Fontana wants larger nonprofits that own properties to pay fees to help cover essential public services. As UPMC, Highmark and other nonprofits, including the University of Pittsburgh and Carnegie-Mellon University, have bought more properties, their acquisitions have taken those assets off tax rolls, further pinching a city in financial straits.

In Allegheny County, which includes Pittsburgh, officials said that exemptions for nonprofits cost the county tens of millions of dollars in lost tax revenue.

In response, Highmark and other nonprofits are making voluntary payments in lieu of property taxes. UPMC said it gives millions in charity care and has pledged $100 million to support Pittsburgh public school students pursuing post-secondary studies.

Since the recession, several states have looked at revoking or peeling back tax exemptions for nonprofits — efforts that opponents call shortsighted.

“They’re economic engines. That can get overlooked,” said Tim Delaney, chief executive of the National Council of Nonprofits, a trade group in Washington.


Few people would say that the healthcare boom has been bad for local economies. In Pittsburgh, it’s helped revive neighborhoods, open up more opportunities for women and staunch the region’s long population decline.

Pittsburgh’s number of people from India, for example, nearly doubled between 2000 and 2010 — a trend that has had an “unmistakable impact” in the area, said Michael Madison, a University of Pittsburgh School of Law professor. “This is a community that is generally well-educated and entrepreneurial,” he said.

Yet healthcare’s rise hasn’t been a cure for some of the nation’s biggest economic ills: stagnating wages and widening income disparities.

Although healthcare creates a broad spectrum of jobs, including many well-paying ones in nursing, the industry’s fastest-growing occupations are home health aides and personal-care assistants — jobs that are expected to jump about 70% nationwide, to 3.2 million by the end of the decade from 1.9 million in 2010, the Labor Department said.

The average pay: about $10 an hour.

On the other end of the spectrum, the number of doctors and surgeons also is expected to increase at a faster-than-average pace. Their median salary, the point at which half earned more and half earned less, was $111,000 in 2010.

The upshot in Pittsburgh is that even though healthcare has added as many jobs over the years as manufacturing has lost, it hasn’t filled the hole in terms of job quality.


Half of Pittsburgh’s service workers, including those in healthcare, make less than $25,000 a year, said Mark Price, a labor economist at Keystone Research Center in Harrisburg, Pa. That’s true of only one-fourth of manufacturing employees.
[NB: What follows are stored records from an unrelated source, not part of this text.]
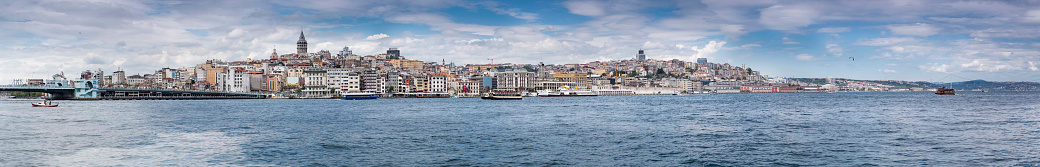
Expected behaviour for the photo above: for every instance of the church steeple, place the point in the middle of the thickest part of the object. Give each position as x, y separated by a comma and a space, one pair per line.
302, 45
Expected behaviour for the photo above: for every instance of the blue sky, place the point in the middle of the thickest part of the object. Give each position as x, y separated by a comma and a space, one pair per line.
895, 39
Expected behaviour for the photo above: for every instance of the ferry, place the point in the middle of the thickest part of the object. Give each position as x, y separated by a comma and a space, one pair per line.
944, 91
360, 95
563, 91
45, 104
502, 95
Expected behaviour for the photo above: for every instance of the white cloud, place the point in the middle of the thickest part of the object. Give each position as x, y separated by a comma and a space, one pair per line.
1032, 17
833, 29
934, 67
918, 29
589, 8
377, 36
804, 57
887, 42
787, 40
788, 18
835, 50
708, 50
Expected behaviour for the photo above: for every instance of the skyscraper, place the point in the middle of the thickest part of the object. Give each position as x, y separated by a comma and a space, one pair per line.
393, 53
274, 54
641, 56
302, 45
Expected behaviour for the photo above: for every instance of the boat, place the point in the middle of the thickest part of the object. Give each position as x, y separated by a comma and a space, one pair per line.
359, 95
564, 91
502, 95
944, 91
45, 104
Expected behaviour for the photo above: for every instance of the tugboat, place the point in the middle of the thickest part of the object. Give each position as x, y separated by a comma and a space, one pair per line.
359, 95
502, 95
45, 104
944, 91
Dennis Verosky counts himself as one of the fortunate ones.

Laid off from Pittsburgh’s historical Homestead steel mill in 1985, Verosky retrained to become a medical technologist, earning an associate’s degree in 1988. He has had steady work ever since.

Verosky’s father, a steelworker, died of a stroke in a mill near Homestead just a few months before he was set to retire. Verosky said his own career change helped his health and probably saved his marriage.

But it didn’t save or restore his earnings. Today, the 62-year-old makes about $22 an hour operating X-ray machines and other equipment at UPMC’s Shadyside hospital. Accounting for inflation, that’s roughly half of his pay as a steelworker in 1985.

“To me, it’s much better,” said Verosky, a balding man with a gray mustache and wire-rim glasses. “It’s a cleaner environment, for one. The opportunities to be more successful are here.”

As for the loss in pay, that’s another matter, he said. “You just got to live with it. It’s out of your hands.”